7 most overlooked tax deductions that could help save money
Most individuals file taxes depending on how much money they make during the fiscal year. However, since the process is long and complex, it sometimes results in costly errors. A common mistake is overlooking tax deductions or, more simply, the expenses people can subtract from their taxable income. Understanding which expenses one can claim as deductions helps save significant money. Here are the seven most overlooked tax deductions individuals should know.
Charitable contributions
One of the most overlooked tax deductions is the charitable contributions made throughout the year. It could include property, cash, or any other monetary donation to charity. Interestingly, even out-of-pocket expenses incurred for volunteer work qualify. If someone had to drive for volunteer work, they could deduct the expenses one of two ways: deducting the actual cost of gasoline or deducting $0.14 per mile.

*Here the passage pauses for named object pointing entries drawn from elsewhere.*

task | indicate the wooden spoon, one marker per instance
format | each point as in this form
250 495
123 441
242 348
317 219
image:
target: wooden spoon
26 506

That’s why one should remember to check the receipts from charitable organizations and the mileage costs when doing taxes. That said, not all donations are considered tax-deductible. The charity must be an approved tax-exempt organization to deduct a contribution on tax returns.
Student loans interest
While one may not enjoy paying interest on a student loan, doing so may have some money-saving benefits. One can deduct up to $2,500 (or the actual amount, whichever is less) of the interest paid on student loans. Any qualified student loan interest will work, including that on the loans taken out for oneself, a spouse, or someone else who was a dependent at the time of borrowing. The individual can consider interest deduction on the loan even if they do not itemize deductions when filing. However, there are other terms and conditions associated with student loan interest deductions that one should read before making any additions to the income tax returns.
Retirement savings contribution
Contributions to traditional IRAs and 401(k)s are not taxed.